Ele retornou ao Botafogo em 1960, na sua primeira oportunidade como treinador. No ano seguinte, deu sequência à capacitação no cargo e assumiu o comando do Vasco. Mas Amaral não conseguia se desprender do rótulo de preparador físico. De volta à Seleção Brasileira em 1962 na mesma função, aceitou o desafio de revigorar o condicionamento de um plantel envelhecido. Apesar de não recuperar Pelé a tempo, várias estrelas da campanha de 1958 foram mantidas na Copa do Chile graças a seu trabalho impecável.
Após o bicampeonato mundial, Amaral agarrou a chance de treinar a Juventus, que teria o seu primeiro ano após Umberto Agnelli deixar a presidência da agremiação. Era um período de renovação e, também por isso, a Velha Senhora foi buscar um profissional que poderia trazer inovações de outro país e que, além de tudo, havia ajudado o Brasil a levantar duas taças Jules Rimet em sequência.
Porém, como apontou uma edição do jornal La Stampa na época, não seria a primeira passagem de Amaral por Turim. “Não foi, por amor, a primeira viagem da América do Sul à Itália. Ele já havia estado lá em várias ocasiões como jogador e como treinador, guiando o Botafogo em 1955, na época em que Luís Vinício e Dino Da Costa atuaram no [estádio] Filadelfia. Desta vez, ele permanecerá pelo menos por um ano”, lembrava o diário. O texto se referia a uma expedição do Glorioso nos tempos em que Paulo era seu preparador físico. Naquela viagem, os dois atacantes citados acima encantariam os italianos e desenvolveriam longa e vitoriosa carreira na Bota.
Paulo Amaral, no entanto, teve estadia bem mais curta que a dos compatriotas, apesar de ter participado ativamente da montagem do plantel vencedor da Copa dos Alpes e vice-campeão italiano em 1962-63. O maior desejo do treinador era a contratação de Amarildo, que ele conhecia desde os juvenis do Botafogo, mas o Milan levou a melhor e ficou com o Possesso, em evidência após substituir – com êxito – Pelé na Copa de 1962. O técnico teve de se contentar com outros dois atacantes brasileiros: Armando Miranda, adquirido após passagens por Corinthians e Flamengo, e Bruno Siciliano, ex-botafoguense, que já pertencia à Velha Senhora e retornava de empréstimo ao Venezia.
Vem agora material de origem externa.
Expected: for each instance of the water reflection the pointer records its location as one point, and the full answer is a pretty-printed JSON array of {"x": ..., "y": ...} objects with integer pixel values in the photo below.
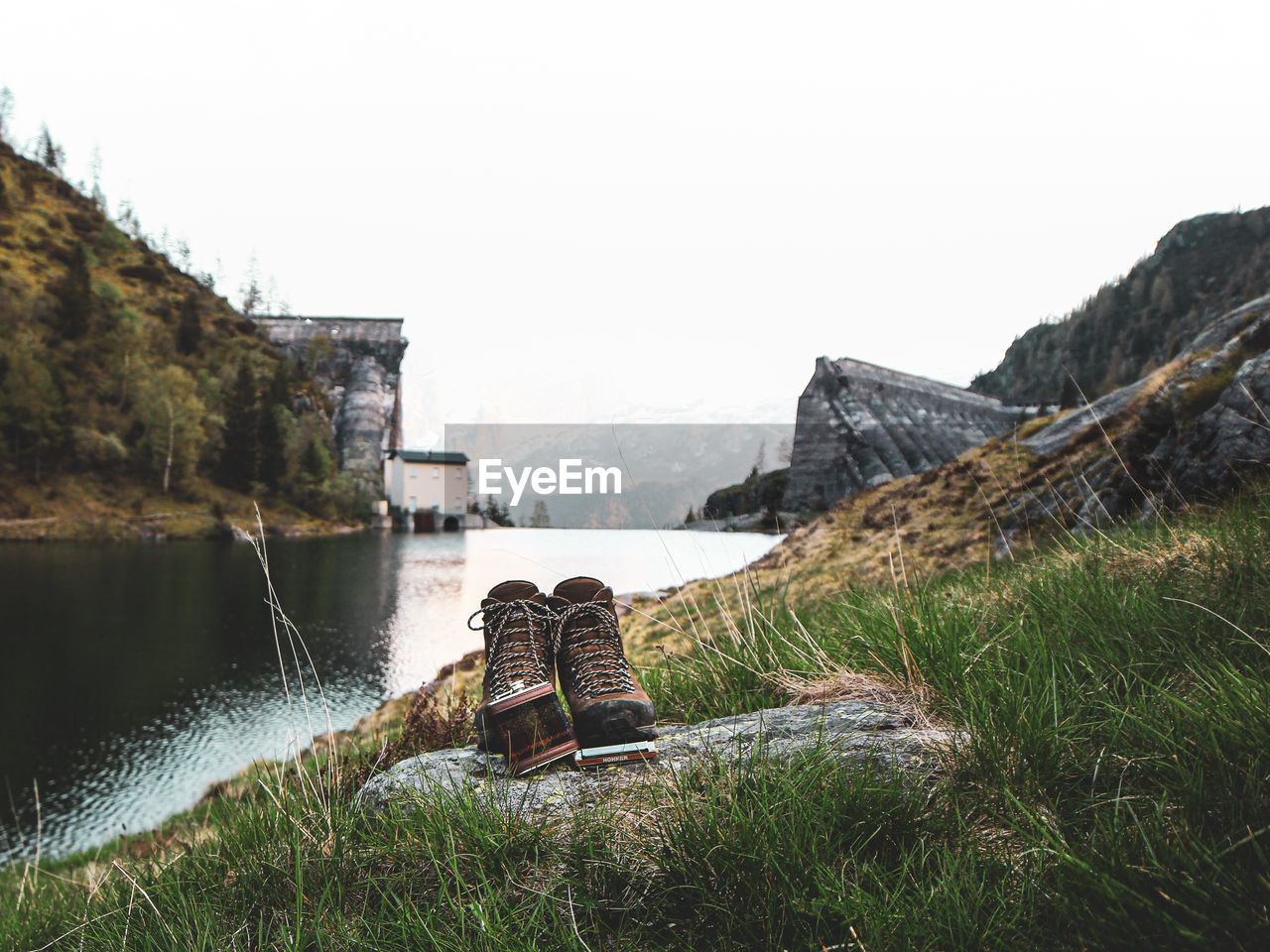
[{"x": 136, "y": 675}]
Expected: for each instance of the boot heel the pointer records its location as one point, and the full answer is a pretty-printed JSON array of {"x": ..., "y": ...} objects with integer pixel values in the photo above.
[{"x": 531, "y": 728}]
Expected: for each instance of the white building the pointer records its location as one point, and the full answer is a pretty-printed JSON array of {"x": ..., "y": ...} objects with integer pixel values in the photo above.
[{"x": 427, "y": 486}]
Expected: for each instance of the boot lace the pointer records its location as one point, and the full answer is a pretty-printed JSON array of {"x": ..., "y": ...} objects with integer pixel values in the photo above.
[
  {"x": 595, "y": 655},
  {"x": 513, "y": 658}
]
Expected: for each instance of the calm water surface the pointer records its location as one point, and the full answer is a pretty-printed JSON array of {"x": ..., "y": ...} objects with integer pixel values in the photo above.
[{"x": 135, "y": 675}]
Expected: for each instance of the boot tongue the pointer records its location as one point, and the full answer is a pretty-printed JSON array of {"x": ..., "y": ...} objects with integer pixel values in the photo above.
[
  {"x": 515, "y": 590},
  {"x": 583, "y": 589}
]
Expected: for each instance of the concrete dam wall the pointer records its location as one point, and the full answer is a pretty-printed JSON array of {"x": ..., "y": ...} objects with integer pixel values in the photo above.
[
  {"x": 860, "y": 425},
  {"x": 358, "y": 363}
]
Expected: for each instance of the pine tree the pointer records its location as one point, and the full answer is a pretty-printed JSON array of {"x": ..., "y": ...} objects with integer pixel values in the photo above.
[
  {"x": 275, "y": 409},
  {"x": 75, "y": 298},
  {"x": 240, "y": 454},
  {"x": 190, "y": 327},
  {"x": 1069, "y": 397}
]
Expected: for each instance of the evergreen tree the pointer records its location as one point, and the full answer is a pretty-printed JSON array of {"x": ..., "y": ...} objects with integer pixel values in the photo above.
[
  {"x": 75, "y": 296},
  {"x": 1069, "y": 397},
  {"x": 190, "y": 327},
  {"x": 240, "y": 453},
  {"x": 275, "y": 411}
]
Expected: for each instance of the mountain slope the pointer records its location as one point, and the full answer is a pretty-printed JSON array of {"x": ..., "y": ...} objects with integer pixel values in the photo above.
[
  {"x": 127, "y": 384},
  {"x": 1201, "y": 268}
]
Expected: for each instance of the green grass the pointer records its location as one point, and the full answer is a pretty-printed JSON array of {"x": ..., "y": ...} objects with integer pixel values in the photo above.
[{"x": 1109, "y": 789}]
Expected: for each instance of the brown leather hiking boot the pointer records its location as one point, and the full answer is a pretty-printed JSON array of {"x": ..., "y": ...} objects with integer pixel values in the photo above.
[
  {"x": 607, "y": 703},
  {"x": 517, "y": 626}
]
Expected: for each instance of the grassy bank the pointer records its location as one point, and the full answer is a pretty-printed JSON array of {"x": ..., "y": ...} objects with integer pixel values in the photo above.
[{"x": 1110, "y": 789}]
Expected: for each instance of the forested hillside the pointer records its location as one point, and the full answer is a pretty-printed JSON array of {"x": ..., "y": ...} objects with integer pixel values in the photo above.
[
  {"x": 1203, "y": 267},
  {"x": 127, "y": 384}
]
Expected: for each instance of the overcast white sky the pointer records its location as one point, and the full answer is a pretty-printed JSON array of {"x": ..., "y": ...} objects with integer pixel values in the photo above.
[{"x": 595, "y": 211}]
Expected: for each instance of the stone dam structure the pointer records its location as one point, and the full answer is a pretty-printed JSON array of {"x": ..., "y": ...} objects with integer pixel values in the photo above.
[
  {"x": 860, "y": 425},
  {"x": 357, "y": 361}
]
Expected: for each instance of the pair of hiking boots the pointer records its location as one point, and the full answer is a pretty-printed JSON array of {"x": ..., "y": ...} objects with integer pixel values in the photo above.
[{"x": 530, "y": 639}]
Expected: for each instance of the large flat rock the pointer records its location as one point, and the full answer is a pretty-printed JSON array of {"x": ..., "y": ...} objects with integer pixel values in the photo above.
[{"x": 852, "y": 731}]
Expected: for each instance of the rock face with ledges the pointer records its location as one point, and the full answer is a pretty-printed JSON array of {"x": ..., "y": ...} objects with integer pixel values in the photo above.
[
  {"x": 358, "y": 363},
  {"x": 860, "y": 425}
]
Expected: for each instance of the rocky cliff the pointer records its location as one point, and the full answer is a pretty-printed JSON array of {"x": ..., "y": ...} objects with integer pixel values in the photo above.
[
  {"x": 1202, "y": 268},
  {"x": 358, "y": 362},
  {"x": 1191, "y": 431},
  {"x": 860, "y": 425}
]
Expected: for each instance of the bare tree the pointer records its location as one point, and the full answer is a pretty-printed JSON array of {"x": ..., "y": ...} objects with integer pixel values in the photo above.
[
  {"x": 253, "y": 296},
  {"x": 5, "y": 112}
]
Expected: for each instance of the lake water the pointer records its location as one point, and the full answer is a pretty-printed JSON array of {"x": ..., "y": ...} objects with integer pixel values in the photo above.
[{"x": 136, "y": 675}]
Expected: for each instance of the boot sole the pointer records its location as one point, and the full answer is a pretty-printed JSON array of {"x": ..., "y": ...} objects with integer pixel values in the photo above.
[{"x": 615, "y": 722}]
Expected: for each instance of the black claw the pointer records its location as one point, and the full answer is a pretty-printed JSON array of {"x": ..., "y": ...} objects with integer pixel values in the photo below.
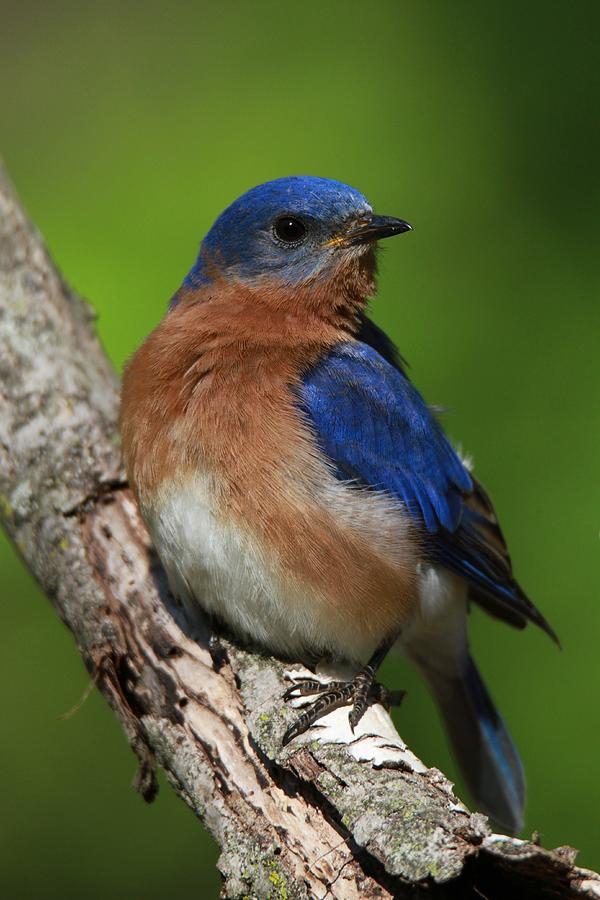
[
  {"x": 307, "y": 687},
  {"x": 361, "y": 692}
]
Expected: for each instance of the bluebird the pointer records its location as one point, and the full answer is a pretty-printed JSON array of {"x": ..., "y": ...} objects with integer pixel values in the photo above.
[{"x": 297, "y": 486}]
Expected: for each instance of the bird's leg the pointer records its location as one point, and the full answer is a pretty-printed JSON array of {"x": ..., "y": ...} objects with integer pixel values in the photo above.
[{"x": 361, "y": 692}]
A dupla de brasileiros teria imensa responsabilidade. Afinal, o Trio Mágico da Juventus havia acabado em 1961, com a aposentadoria de Giampiero Boniperti, e Amaral chegou a Turim dispensando outro integrante do tridente: John Charles, histórico ídolo bianconero, teve a permanência vetada pelo técnico em decorrência do declínio físico. O galês foi considerado “inadequado” para o esquema ofensivo do comandante, que alternava entre o 4-2-4 com a pelota e o 4-3-3 sem a posse dela. Sobrara, portanto, apenas Omar Sívori, vencedor da Bola de Ouro no ano anterior.
A revolução que Paulo conduziria ainda se intensificava por conta da contratação do meia Luis del Sol, encarregado de abastecer Sívori num meio-campo que ainda tinha o capitão Flavio Emoli e o articulador Gino Stacchini, ambos com vários anos de casa. A estrutura ofensiva, orientada pelos pés de um regista espanhol, causou surpresa. Assim como a organização da retaguarda, orientada à marcação por zona. O brasileiro foi o primeiro treinador a implementar o conceito no futebol italiano.
De início, foi difícil transmitir os novos conceitos a Benito Sarti, Gianfranco Leoncini, Sandro Salvadore e Ernesto Castano, titulares da defesa bianconera. Para Giancarlo Bercellino, a tarefa foi ainda mais dura e Amaral não quis saber: mandou o zagueiro de volta ao time juvenil.
Os primeiros resultados não foram dos melhores e a adaptação dos jogadores foi complicada, mas, a partir de outubro de 1962, o técnico brasileiro começou a colher os frutos da escolha. No fim das contas, a Velha Senhora melhorou demais seu desempenho em relação à campanha anterior: sofreu 31 gols a menos (foi vazada 25 vezes) e ganhou 10 posições. Se havia sido apenas 12ª colocada em 1961-62, terminou 1962-63 com o vice-campeonato da Serie A. Além disso, faturou a Copa dos Alpes, disputada em junho de 1963.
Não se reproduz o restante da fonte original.